Qu’est-ce qui vous intéressait dans l’adolescence? Au-delà de la comédie, on voit, dans votre film, beaucoup de solitude et de cruauté…
A. É. : Il y a une partie de moi qui a eu envie de revisiter ma propre adolescence. J’avais une seule amie, j’étais grosse, ce n’était pas facile. En même temps, j’avais une grande vie intérieure et je me racontais bien des histoires, comme Juliette. Mais j’étais low profile [effacée], quand on m’écœurait, je ne répondais pas, je devenais toute rouge et je m’en allais. Juliette, elle, répond, elle a de la répartie, de la personnalité.
Sans rire, c’est un peu comme une revanche, ce film!
C’est un peu bébé, mais il y a eu un peu de ça (rires). Je me souviens bien de quelque chose qui m’est arrivé. Ma seule amie, en secondaire 1, était restée à la maison, malade, et j’étais à l’agora, en bas des marches, seule. Je lisais un gros livre. Un gars est arrivé et m’a donné un coup de pied, mon livre a revolé. Je me souviens de l’état dans lequel ça m’a mise, mon cœur a débattu. Et mon grand frère, qui était vraiment gentil, m’avait dit : « Va lire à la bibliothèque si tu veux lire, mais pas là, tu vas te faire niaiser, c’est sûr. » C’est tellement cave! Mais ça arrive, ça existe. Oui, il y a de la cruauté, de la méchanceté. Je sais qu’Alexane [l’actrice du film] a dû changer d’école, par exemple.

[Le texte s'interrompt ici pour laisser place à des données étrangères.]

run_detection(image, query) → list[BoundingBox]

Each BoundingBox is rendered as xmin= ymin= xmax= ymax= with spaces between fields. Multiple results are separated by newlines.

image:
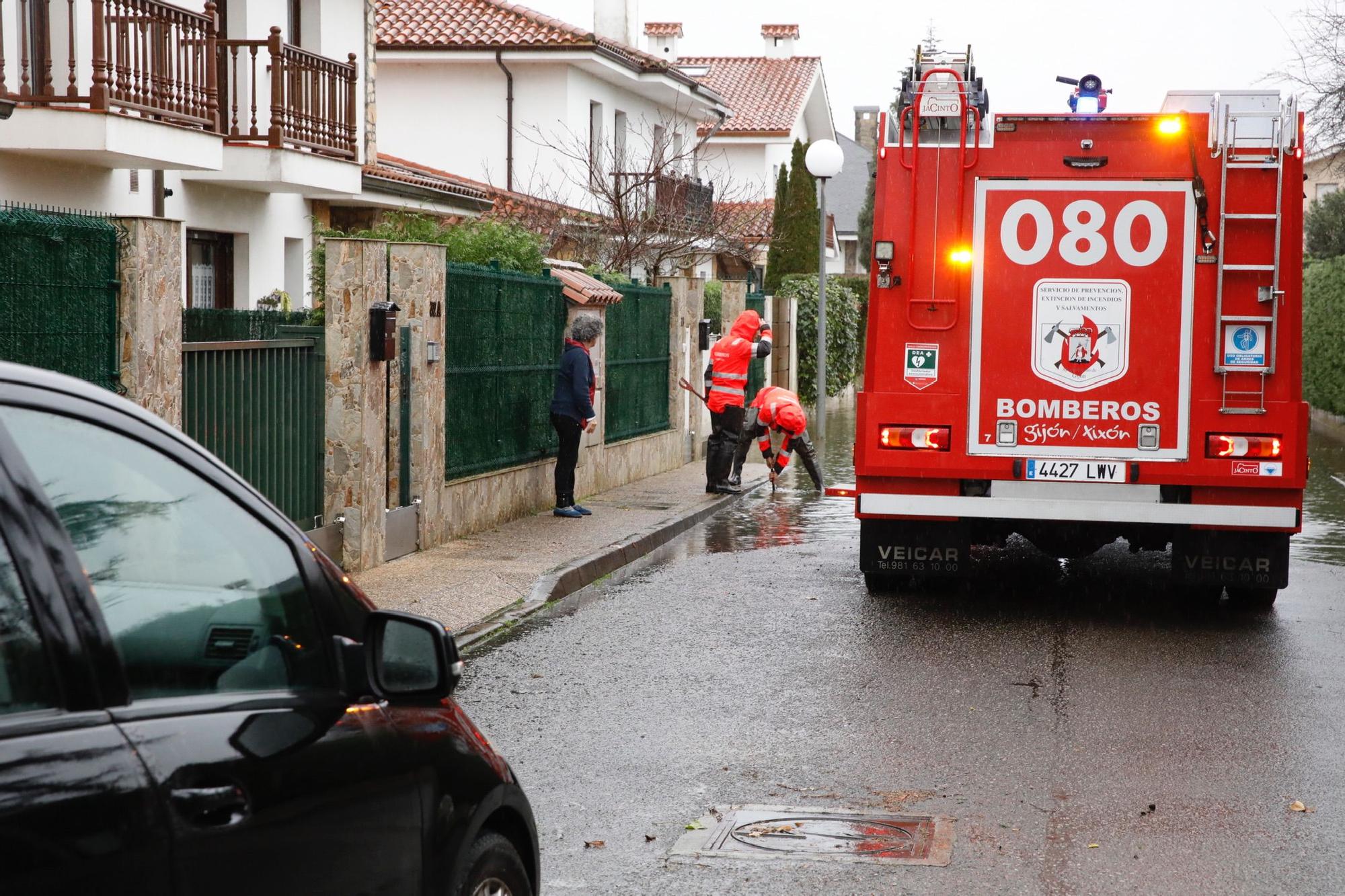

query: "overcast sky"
xmin=522 ymin=0 xmax=1309 ymax=136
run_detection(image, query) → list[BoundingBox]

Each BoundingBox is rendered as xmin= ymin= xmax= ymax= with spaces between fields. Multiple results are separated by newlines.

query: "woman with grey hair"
xmin=551 ymin=315 xmax=603 ymax=520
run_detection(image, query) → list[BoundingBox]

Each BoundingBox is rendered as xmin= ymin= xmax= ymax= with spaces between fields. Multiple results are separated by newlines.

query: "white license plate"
xmin=1025 ymin=460 xmax=1126 ymax=482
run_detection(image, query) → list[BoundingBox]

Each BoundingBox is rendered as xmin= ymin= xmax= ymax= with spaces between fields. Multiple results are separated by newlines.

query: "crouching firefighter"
xmin=705 ymin=311 xmax=771 ymax=494
xmin=729 ymin=386 xmax=822 ymax=489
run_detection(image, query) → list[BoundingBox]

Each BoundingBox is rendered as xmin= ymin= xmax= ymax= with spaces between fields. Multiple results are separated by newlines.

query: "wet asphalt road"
xmin=459 ymin=406 xmax=1345 ymax=893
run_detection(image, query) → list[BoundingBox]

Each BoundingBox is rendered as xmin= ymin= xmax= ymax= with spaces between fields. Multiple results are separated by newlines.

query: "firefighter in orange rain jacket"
xmin=705 ymin=311 xmax=771 ymax=494
xmin=729 ymin=386 xmax=822 ymax=489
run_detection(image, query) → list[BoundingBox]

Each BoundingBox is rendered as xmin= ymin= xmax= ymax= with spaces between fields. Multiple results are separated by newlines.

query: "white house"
xmin=678 ymin=23 xmax=835 ymax=199
xmin=378 ymin=0 xmax=728 ymax=211
xmin=0 ymin=0 xmax=490 ymax=308
xmin=0 ymin=0 xmax=379 ymax=308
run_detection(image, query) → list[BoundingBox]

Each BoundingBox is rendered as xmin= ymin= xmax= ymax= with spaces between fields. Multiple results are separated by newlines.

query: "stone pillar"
xmin=117 ymin=218 xmax=183 ymax=429
xmin=389 ymin=242 xmax=448 ymax=551
xmin=660 ymin=276 xmax=710 ymax=463
xmin=323 ymin=238 xmax=387 ymax=572
xmin=722 ymin=280 xmax=748 ymax=332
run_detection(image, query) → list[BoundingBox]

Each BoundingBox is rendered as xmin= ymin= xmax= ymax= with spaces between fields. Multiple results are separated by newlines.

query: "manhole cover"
xmin=668 ymin=806 xmax=954 ymax=865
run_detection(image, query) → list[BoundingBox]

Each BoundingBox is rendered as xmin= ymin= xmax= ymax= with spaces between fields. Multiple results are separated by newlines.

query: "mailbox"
xmin=369 ymin=301 xmax=401 ymax=360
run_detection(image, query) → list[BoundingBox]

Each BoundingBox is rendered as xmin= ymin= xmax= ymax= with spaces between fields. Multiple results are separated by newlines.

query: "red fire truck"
xmin=831 ymin=48 xmax=1307 ymax=606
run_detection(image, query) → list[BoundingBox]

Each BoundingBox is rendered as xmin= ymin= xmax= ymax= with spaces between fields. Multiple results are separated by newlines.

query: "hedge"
xmin=777 ymin=274 xmax=862 ymax=405
xmin=1303 ymin=257 xmax=1345 ymax=414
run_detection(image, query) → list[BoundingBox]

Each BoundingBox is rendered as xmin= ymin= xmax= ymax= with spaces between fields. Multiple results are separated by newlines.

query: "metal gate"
xmin=383 ymin=327 xmax=420 ymax=563
xmin=604 ymin=285 xmax=672 ymax=442
xmin=0 ymin=206 xmax=121 ymax=389
xmin=746 ymin=292 xmax=779 ymax=403
xmin=182 ymin=327 xmax=325 ymax=529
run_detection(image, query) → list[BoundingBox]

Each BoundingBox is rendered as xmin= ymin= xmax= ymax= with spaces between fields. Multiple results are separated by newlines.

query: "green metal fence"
xmin=0 ymin=206 xmax=121 ymax=387
xmin=746 ymin=292 xmax=768 ymax=405
xmin=182 ymin=327 xmax=327 ymax=529
xmin=604 ymin=285 xmax=672 ymax=442
xmin=444 ymin=263 xmax=565 ymax=479
xmin=182 ymin=308 xmax=313 ymax=341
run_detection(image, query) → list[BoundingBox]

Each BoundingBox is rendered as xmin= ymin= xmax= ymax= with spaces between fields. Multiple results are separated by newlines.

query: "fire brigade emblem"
xmin=1033 ymin=280 xmax=1130 ymax=391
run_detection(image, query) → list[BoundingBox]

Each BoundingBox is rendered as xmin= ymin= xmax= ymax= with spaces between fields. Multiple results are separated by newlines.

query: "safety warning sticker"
xmin=905 ymin=341 xmax=939 ymax=389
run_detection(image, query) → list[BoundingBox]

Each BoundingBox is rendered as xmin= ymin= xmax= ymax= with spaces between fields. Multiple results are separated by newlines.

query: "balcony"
xmin=612 ymin=171 xmax=714 ymax=229
xmin=0 ymin=0 xmax=359 ymax=184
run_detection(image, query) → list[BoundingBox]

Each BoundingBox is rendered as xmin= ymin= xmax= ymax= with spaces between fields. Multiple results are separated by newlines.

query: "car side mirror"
xmin=364 ymin=610 xmax=463 ymax=702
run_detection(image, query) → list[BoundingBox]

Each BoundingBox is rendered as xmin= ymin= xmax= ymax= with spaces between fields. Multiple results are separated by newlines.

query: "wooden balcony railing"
xmin=218 ymin=28 xmax=358 ymax=159
xmin=0 ymin=0 xmax=359 ymax=159
xmin=612 ymin=171 xmax=714 ymax=227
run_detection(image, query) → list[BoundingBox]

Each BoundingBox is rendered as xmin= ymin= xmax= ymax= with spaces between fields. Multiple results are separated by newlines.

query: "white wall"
xmin=0 ymin=153 xmax=312 ymax=308
xmin=378 ymin=52 xmax=721 ymax=208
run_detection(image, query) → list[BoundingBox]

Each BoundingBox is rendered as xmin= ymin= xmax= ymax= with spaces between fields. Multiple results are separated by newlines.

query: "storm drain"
xmin=668 ymin=806 xmax=954 ymax=865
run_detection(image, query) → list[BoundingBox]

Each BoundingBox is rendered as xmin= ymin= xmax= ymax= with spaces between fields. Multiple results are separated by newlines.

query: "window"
xmin=187 ymin=230 xmax=234 ymax=308
xmin=0 ymin=407 xmax=328 ymax=700
xmin=0 ymin=538 xmax=55 ymax=716
xmin=650 ymin=125 xmax=668 ymax=171
xmin=589 ymin=102 xmax=607 ymax=190
xmin=612 ymin=109 xmax=631 ymax=172
xmin=285 ymin=0 xmax=304 ymax=47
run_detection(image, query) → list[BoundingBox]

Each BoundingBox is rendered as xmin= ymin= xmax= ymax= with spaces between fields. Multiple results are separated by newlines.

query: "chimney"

Parlant d’Alexane Jamieson, comment l’avez-vous trouvée?
A.E.: Le choix de l’actrice était vraiment une grosse décision. Ça a été difficile. Il y a eu beaucoup d’auditions. On a même essayé de faire du casting sauvage à La Ronde et au Dairy Queen. Mais sans exception, toutes les filles de 15 ans disaient non. C’est normal. Qui veut être choisie parce qu’elle est ronde? Alexane était dans une agence, elle avait fait un peu de télé, de théâtre, et j’ai senti qu’elle pouvait le faire. Parce que je lui ai dit : « Il va falloir que tu montres ton gras, que tu te fasses insulter... » et elle me répondait : « Je suis déjà passée à travers tout ça! » J’ai senti que ça ne la détruirait pas, faire ce film, au contraire. J’avais des doutes, parce que si je la trouvais très bonne, je pensais qu’elle devait être plus grosse. On l’a fait engraisser un petit peu, avec une nutritionniste.

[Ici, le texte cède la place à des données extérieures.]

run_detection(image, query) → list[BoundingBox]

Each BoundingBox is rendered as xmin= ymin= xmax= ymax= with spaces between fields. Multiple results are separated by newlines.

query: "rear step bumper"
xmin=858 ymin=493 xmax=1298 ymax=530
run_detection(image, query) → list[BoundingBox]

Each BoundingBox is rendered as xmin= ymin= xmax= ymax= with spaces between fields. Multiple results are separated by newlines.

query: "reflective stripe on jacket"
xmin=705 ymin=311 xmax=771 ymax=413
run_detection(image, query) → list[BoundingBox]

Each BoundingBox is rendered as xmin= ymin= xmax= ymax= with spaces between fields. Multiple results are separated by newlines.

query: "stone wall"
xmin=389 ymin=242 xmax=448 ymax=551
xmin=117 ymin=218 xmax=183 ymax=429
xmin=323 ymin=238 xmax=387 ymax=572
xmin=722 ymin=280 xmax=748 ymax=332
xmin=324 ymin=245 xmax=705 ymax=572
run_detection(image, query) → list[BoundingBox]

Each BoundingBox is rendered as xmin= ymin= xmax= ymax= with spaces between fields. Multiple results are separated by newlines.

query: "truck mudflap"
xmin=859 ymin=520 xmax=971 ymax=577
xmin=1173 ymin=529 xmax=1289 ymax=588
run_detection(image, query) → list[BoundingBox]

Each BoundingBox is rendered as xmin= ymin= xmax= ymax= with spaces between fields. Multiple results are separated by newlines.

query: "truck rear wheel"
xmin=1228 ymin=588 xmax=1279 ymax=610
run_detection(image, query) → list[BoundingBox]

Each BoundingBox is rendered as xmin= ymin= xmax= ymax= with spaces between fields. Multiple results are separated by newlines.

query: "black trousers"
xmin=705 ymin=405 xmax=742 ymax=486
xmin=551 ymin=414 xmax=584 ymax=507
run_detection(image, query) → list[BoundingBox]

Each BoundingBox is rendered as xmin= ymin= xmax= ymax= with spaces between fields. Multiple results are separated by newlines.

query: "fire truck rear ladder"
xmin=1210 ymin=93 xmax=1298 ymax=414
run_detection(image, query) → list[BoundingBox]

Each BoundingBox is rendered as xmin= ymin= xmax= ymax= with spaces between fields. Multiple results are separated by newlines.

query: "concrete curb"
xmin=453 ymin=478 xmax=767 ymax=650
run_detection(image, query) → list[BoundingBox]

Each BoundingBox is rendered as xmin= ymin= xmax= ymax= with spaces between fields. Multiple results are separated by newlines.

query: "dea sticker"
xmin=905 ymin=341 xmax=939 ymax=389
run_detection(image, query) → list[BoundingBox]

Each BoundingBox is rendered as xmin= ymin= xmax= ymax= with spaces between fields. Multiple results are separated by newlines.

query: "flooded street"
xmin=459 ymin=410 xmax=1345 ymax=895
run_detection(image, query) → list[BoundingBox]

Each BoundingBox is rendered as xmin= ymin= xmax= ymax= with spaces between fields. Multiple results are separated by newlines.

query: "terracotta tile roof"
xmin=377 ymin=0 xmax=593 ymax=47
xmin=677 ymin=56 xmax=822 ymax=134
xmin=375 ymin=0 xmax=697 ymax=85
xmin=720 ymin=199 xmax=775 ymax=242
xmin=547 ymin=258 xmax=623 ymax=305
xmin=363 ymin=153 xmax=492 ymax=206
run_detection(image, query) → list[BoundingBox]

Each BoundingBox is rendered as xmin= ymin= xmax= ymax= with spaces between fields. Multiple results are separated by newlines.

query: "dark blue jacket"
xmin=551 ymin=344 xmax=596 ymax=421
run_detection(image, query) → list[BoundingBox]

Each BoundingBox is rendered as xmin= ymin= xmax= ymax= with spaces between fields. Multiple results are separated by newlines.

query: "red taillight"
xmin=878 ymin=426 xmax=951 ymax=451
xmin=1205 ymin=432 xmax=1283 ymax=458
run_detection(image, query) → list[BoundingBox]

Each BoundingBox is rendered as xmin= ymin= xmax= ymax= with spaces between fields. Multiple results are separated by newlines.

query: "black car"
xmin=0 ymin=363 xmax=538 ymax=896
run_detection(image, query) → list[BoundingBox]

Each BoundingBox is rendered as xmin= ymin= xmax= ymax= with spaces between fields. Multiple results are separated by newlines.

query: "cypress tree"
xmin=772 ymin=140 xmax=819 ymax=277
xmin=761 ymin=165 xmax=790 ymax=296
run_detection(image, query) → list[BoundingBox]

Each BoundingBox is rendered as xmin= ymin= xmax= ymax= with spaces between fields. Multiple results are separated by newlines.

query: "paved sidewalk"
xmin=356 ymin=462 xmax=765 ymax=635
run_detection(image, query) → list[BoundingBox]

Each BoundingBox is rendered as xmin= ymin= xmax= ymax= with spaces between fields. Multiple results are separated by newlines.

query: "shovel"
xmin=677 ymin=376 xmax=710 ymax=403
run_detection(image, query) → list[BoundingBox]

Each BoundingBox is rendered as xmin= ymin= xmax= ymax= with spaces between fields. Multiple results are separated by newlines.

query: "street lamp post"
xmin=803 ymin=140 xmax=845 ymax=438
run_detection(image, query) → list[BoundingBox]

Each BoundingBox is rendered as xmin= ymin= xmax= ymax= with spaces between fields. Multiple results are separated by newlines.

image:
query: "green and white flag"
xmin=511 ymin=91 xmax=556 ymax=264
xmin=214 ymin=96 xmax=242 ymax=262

Au nombre de vos collaborateurs et collaboratrices, on trouve le directeur photo Olivier Gossot. C’est son premier long-métrage, mais on avait pu voir son travail dans Fauve, le court de Jérémy Comte nommé aux Oscar…
A.E.: Pour ce film, j’ai eu envie de m’entourer de jeunes. Les Louanges fait la musique. L’équipe, c’est toute une bande de jeunes. Je voulais ça parce que je pensais que ça allait amener une super énergie au film. Tous les courts que je voyais depuis 3 ans et que je trouvais beaux, c’était Olivier Gossot au générique. On s’est rencontrés et c’était parfait. Pour vrai, je ne peux plus imaginer faire un film sans lui! Ça a été une magnifique collaboration. Jeune Juliette, ce n’est pas le film pour briller au niveau de la direction photo et il a accepté tout le côté low key [sombre] du film. On a tourné en 35 mm pour avoir une image un peu vintage, avec du grain.

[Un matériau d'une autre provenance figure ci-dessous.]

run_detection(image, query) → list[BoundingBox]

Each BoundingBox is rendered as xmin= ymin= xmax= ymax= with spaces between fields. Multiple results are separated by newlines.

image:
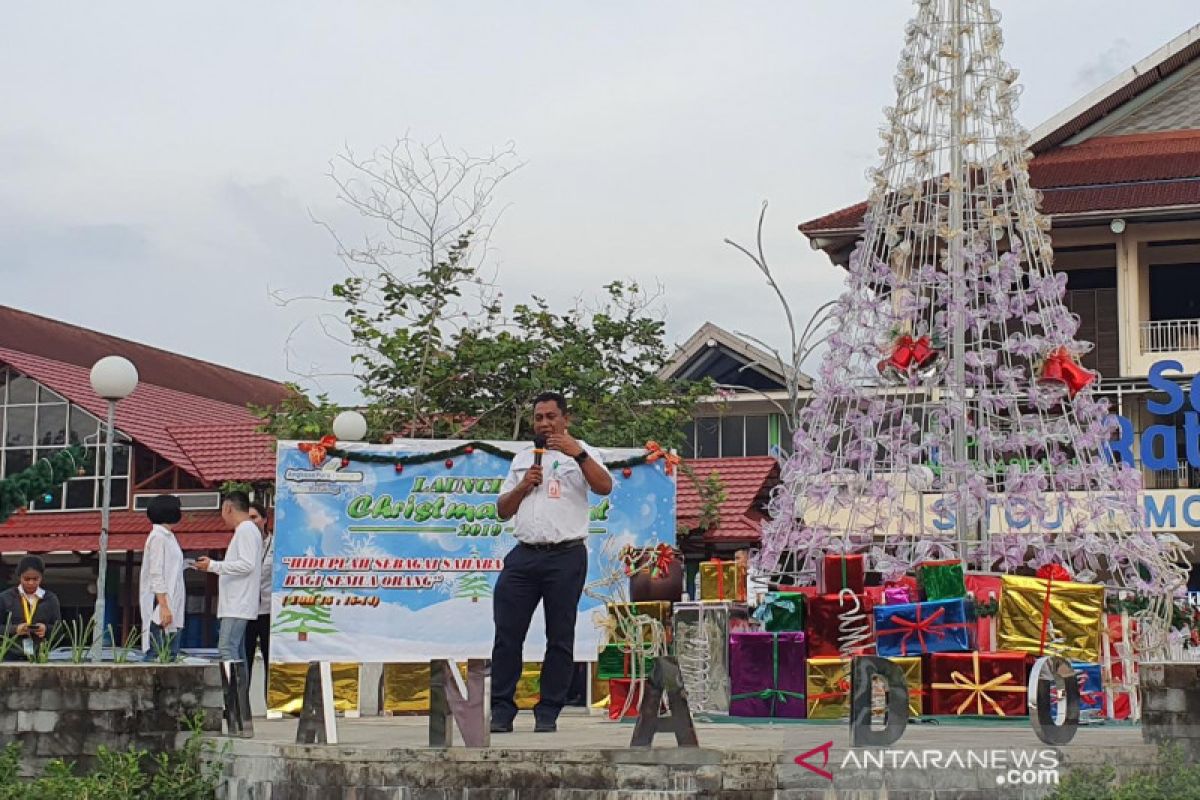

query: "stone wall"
xmin=0 ymin=663 xmax=223 ymax=774
xmin=1139 ymin=661 xmax=1200 ymax=758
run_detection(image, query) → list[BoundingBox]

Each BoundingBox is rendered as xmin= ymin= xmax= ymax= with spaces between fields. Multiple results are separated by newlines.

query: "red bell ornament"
xmin=1038 ymin=347 xmax=1096 ymax=398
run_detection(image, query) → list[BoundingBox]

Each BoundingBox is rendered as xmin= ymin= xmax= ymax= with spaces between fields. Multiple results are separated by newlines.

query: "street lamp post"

Et puis, on tournait à Rosemère dans la lumière du mois d’août avec des ados pas à leur meilleur : ça ne pouvait pas être plus laid (rires). Le 35 mm nous donnait un cachet, une chance pour pas que ça ait l’air d’un vidéo corporatif de Laval!
Une dernière petite question : que diriez-vous aujourd’hui à l’adolescente que vous étiez?
A.E. : Je lui dirais : « Ça ne va pas toujours être comme ça! Mais en même temps, garde ça, tes fabulations. Entretiens ton imagination débridée! »
Jeune Juliette, en salle le 9 août. La bande-annonce (source : YouTube)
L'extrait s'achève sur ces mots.